Latent space visualization (UMAP)
Latent space (UMAP) colored by subtype. — from the paper or my own re-plot.

5. My Notes & Takeaways

  • The framework is flexible: in principle, additional modalities (ATAC, methylation, spatial transcriptomics) could be added as more encoders.
  • The choice of loss terms is crucial. A stronger alignment loss can oversmooth real modality-specific signals; a weak one can fail to remove technical noise.
  • For pathology, patch-level signals are heterogeneous. Slide-level aggregation might hide local patterns that are important for prognosis.
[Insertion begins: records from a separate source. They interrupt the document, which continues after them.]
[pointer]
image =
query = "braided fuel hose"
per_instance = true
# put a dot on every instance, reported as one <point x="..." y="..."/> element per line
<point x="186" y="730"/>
This suggests combining multi-omics integration with multiple instance learning or region-of-interest modeling.
  • It is still unclear how much of the survival gain comes from “true biology” vs. better regularization and feature compression.
Connection to my work
Good reference for: (1) how to combine latent alignment + task loss; (2) how to design the evaluation protocol (subtype + survival); (3) potential extension to spatial / single-cell by replacing bulk encoder with graph / cell-level encoders.

6. Open Questions for My Future Work

  1. How to extend this framework to spatial and single-cell data, where each slide contains many cells/spots with partially matched omics?
  2. Can we design a latent space that explicitly separates shared vs. modality-specific components (e.g., via structured VAEs or flow matching)?
  3. For foundation models in pathology, is it better to: (a) first pretrain a strong image-only encoder, then align with omics; or (b) train a multimodal foundation model from scratch?
  4. How to evaluate whether the learned space truly captures causal biology, instead of correlational patterns tied to the cohort?

I would like to revisit this paper when designing my own framework for multi-omics + histology integration, especially the loss design and the way they handle confounders.